The World Heritage Committee, the governing body of heritage sites, has given the Italian government until next December to further detail its efforts to preserve Venice’s ecosystem and heritage. Italian Culture Minister Dario Franceschini said in a statement that “the attention paid to Venice must remain high” and underlined the need for the city to find a “path of sustainable development”.
Environmentalists have campaigned for a decade to ban oversized tourist vessels from the lagoon, citing the large waves caused by the ships. These waves destabilize the underwater ecosystem and could damage the already fragile foundations of the city. In recent weeks, protesters have staged protests, displaying flags that read “No big boats”.
In 2019, UNESCO warned the Italian city of problems with cruise ships crossing the Venetian Lagoon. These cruise ships, which brought millions of people to Venice each year before the pandemic, will now be banned from entering the Saint Mark’s Basin, the Saint Mark’s Canal and the Giudecca Canal from the 1st. August.

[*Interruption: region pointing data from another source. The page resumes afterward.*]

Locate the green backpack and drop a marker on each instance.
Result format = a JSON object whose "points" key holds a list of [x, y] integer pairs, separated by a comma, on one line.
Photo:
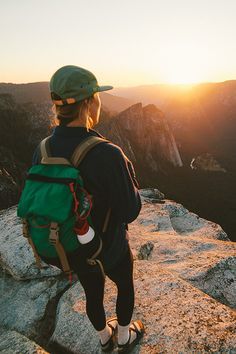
{"points": [[53, 201]]}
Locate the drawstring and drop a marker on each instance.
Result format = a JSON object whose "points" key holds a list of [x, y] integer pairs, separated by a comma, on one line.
{"points": [[93, 260]]}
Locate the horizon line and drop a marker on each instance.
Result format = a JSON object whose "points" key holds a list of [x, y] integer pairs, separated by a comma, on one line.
{"points": [[132, 86]]}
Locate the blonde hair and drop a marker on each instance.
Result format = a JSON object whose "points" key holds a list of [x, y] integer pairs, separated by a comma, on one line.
{"points": [[63, 115]]}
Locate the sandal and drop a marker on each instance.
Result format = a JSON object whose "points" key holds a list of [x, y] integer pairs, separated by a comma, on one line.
{"points": [[139, 330], [109, 345]]}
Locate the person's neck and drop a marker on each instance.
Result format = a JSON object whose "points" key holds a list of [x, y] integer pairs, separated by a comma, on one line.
{"points": [[79, 122]]}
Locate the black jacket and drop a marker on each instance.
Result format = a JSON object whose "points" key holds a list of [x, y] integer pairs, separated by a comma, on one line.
{"points": [[109, 177]]}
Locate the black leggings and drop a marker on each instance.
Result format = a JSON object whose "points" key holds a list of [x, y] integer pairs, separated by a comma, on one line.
{"points": [[93, 284]]}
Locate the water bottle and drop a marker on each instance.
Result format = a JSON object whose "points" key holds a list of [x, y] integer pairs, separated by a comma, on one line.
{"points": [[84, 231]]}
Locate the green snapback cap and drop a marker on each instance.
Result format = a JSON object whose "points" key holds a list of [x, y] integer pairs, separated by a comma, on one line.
{"points": [[71, 84]]}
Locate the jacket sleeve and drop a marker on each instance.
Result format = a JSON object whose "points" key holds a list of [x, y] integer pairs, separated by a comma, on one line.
{"points": [[122, 186]]}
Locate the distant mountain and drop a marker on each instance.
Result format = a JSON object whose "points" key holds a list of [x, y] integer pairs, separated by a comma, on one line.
{"points": [[146, 138], [202, 117], [38, 92]]}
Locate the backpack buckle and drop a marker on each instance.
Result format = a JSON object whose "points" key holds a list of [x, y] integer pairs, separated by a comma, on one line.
{"points": [[54, 233]]}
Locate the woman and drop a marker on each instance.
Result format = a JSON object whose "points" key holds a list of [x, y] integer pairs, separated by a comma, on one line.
{"points": [[109, 177]]}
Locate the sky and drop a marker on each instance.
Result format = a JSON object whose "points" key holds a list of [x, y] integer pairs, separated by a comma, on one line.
{"points": [[123, 42]]}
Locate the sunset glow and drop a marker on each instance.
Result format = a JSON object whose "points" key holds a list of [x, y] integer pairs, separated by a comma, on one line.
{"points": [[123, 43]]}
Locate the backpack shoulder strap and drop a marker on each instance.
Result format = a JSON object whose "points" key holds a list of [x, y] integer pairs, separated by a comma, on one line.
{"points": [[45, 154], [83, 148], [79, 153]]}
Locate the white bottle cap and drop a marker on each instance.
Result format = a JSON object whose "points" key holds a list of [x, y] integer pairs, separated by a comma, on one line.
{"points": [[86, 238]]}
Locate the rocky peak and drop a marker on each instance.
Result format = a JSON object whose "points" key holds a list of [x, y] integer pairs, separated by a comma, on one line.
{"points": [[184, 276], [145, 136]]}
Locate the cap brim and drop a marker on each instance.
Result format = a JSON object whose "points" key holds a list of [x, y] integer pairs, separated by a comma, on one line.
{"points": [[104, 88]]}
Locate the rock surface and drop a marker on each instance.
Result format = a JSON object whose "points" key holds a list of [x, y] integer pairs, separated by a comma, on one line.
{"points": [[175, 270], [12, 342], [185, 276]]}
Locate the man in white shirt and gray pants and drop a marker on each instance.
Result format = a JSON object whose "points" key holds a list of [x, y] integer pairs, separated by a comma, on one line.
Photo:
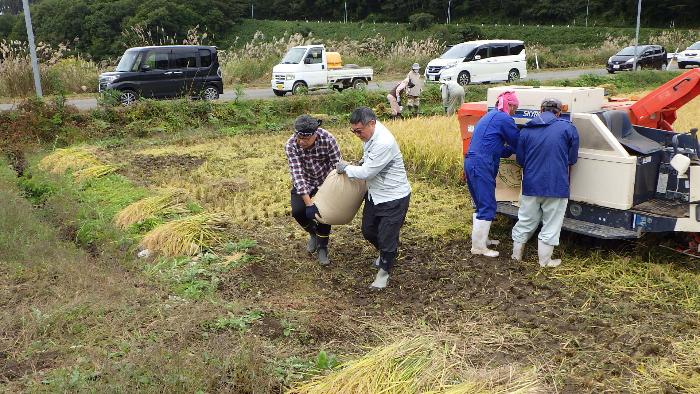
{"points": [[388, 190]]}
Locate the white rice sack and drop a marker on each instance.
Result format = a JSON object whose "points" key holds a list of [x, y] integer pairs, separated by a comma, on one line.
{"points": [[339, 198]]}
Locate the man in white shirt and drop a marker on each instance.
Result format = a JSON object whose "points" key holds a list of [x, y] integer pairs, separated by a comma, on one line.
{"points": [[388, 190]]}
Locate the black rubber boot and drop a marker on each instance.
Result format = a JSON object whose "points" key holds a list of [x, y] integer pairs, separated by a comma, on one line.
{"points": [[323, 259], [312, 245]]}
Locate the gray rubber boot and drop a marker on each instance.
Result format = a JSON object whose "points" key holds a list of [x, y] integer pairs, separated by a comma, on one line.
{"points": [[323, 259], [380, 281]]}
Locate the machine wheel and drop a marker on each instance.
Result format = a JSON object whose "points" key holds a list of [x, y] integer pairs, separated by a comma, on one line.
{"points": [[127, 97], [210, 92], [359, 84], [299, 87], [464, 78], [513, 75]]}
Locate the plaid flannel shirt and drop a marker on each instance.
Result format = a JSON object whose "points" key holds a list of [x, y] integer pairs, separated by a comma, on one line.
{"points": [[310, 167]]}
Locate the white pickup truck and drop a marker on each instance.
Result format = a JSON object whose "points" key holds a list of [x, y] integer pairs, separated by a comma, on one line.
{"points": [[310, 67]]}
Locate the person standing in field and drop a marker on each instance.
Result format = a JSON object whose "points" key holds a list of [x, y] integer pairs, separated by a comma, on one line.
{"points": [[452, 96], [547, 148], [394, 98], [414, 88], [495, 137], [388, 190], [312, 153]]}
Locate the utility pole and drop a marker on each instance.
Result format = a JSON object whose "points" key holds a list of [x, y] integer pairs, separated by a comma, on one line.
{"points": [[32, 49], [636, 37], [449, 12]]}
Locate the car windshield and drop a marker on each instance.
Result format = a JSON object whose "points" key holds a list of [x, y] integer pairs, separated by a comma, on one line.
{"points": [[629, 51], [294, 56], [459, 51], [130, 61]]}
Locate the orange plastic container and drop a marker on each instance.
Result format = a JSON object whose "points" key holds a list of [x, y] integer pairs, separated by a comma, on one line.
{"points": [[468, 114]]}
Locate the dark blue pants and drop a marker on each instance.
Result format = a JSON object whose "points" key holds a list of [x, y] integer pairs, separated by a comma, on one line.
{"points": [[480, 173], [323, 231], [381, 224]]}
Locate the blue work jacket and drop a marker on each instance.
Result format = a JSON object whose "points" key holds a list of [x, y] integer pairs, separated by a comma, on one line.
{"points": [[491, 134], [547, 147]]}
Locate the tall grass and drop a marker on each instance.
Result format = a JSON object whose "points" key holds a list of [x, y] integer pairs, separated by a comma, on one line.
{"points": [[60, 72]]}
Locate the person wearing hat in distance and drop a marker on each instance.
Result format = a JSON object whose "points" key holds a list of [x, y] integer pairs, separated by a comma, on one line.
{"points": [[388, 191], [312, 153], [547, 148], [495, 137], [414, 88]]}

Non-government watch groups say the ban does not solve the many problems the city faces, such as over-tourism and natural resource management. The groups also claim that the temporary decision to dock cruise ships in the industrial port of Marghera still puts the lagoon at risk.
“The persistent problems plaguing the precarious state of conservation of Venice and its lagoon have long been associated with a complex and ineffective governance framework,” Stephan Doempke, President of World Heritage Watch, told the UNESCO committee. “It lacks a long-term vision and a strategy involving the local community.